The story of the seemingly picture-perfect life of advertising executive and anti-hero Don Draper came to an end this past Sunday with the airing of the series finale of “Mad Men”on AMC.

The show is set in the 1960s at a Manhattan advertising agency and stars Jon Hamm as Don Draper, an advertising executive who struggles with identity and personal problems. Along with other hit series like “Breaking Bad” and “The Walking Dead,”“Mad Men” is credited with revitalizing the network, which is committed to high-quality programming. “Mad Men”has enjoyed critical acclaim throughout its run, and has even influenced popular culture through its glamorous and idealistic image of the 1960s.

From baby names to men’s fashion, “Mad Men” has influenced the zeitgeist and is credited with making the 1960s cool again. Trendy men began wearing tortoise shell glasses and skinny ties, bar goers began ordering old fashioneds and smoking Lucky Strikes and homeowners filled rooms with mid-century vintage furnishings.
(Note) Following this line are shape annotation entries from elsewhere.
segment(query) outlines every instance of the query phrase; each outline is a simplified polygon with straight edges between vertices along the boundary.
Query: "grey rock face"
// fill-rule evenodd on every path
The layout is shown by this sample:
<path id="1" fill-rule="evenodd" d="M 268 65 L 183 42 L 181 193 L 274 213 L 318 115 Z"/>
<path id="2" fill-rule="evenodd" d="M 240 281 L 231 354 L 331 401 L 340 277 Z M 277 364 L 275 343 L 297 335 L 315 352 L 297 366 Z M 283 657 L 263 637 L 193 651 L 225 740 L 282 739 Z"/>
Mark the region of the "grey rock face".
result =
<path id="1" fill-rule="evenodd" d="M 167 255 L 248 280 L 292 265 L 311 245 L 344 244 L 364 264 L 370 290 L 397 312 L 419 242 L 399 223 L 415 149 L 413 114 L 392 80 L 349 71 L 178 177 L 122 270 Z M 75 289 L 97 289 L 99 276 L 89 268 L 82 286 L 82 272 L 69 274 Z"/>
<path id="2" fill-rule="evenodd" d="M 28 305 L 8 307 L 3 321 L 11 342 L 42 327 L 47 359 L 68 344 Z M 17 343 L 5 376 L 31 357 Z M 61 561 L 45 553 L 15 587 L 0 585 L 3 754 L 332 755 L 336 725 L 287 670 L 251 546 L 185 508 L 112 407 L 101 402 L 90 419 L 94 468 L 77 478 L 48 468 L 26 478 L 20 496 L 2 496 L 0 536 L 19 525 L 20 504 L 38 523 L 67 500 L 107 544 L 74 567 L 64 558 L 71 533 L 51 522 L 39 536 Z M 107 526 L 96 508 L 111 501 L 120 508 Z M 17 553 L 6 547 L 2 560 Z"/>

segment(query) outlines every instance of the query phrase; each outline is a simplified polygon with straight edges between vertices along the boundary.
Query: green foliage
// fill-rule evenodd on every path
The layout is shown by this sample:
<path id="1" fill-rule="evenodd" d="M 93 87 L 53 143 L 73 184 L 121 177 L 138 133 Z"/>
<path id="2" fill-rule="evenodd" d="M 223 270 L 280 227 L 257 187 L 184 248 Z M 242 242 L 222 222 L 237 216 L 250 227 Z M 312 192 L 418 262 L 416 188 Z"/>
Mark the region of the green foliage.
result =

“Mad Men” even influenced a number of other television shows, plays and movies set in the 1960s or featuring advertising firms, such as “Pan Am” and “The Playboy Club.”
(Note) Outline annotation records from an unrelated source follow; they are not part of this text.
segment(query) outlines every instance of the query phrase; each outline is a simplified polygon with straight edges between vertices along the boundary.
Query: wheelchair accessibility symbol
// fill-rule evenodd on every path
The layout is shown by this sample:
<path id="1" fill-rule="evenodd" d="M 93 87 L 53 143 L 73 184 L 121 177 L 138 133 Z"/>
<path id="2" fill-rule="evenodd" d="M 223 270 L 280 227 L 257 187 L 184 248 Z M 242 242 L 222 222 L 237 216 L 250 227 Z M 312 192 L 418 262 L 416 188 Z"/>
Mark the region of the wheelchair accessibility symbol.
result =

But the show is acclaimed for being more than just a smoky and glamorous display of 1960s fashion, cars and furniture. “Mad Men”’s greatest merits come from its portrayal and discussion of many universal, and sometimes controversial issues, including identity, alcoholism, feminism, race, counterculture and more.

The show’s discussion of these difficult and sensitive issues is necessary to its portrayal of the time period. Despite the vintage fashion and the appeal of smoking at work, the 1960s were an incredibly turbulent time in American history. Society struggled with issues of racial equality, gender equality, gay rights and the “culture wars,” the clash between new and old ideals and beliefs about society.

“Mad Men” skillfully and subtly tackled many issues and themes on the show, such as Peggy’s struggles and triumphs in the male-dominated workforce, Betty’s rejection of domestic life and gender roles, Sal’s affair with a hotel bellboy and Roger’s frequent, and often disparaged, racist remarks.

“Mad Men” is a show about Don Draper and his struggles with his identity and inner issues, not the 1960s. However, had the show shied away from the more sensitive and difficult issues, it would have read as an endorsement of the decade, the good parts and the bad.

According to Salon and Forbes,“Mad Men,” along with other AMC shows, is even credited as being the inspiration for shows on other platforms, like Netflix and Hulu, which are starting to make original programing with quality that is at or above the level of shows found on premium channels.

Saying goodbye to boozy and debonair anti-hero Don Draper is, in some ways, the end of a television era. Shows like “The Sopranos,” “Breaking Bad,”“The Wire” and “Mad Men” helped television earn a renewed reputation as a platform for storytelling on par with, rather than beneath, film.With the popularity of so many high-quality shows, television is quickly becoming a preferred medium for distributing high quality and artistic content.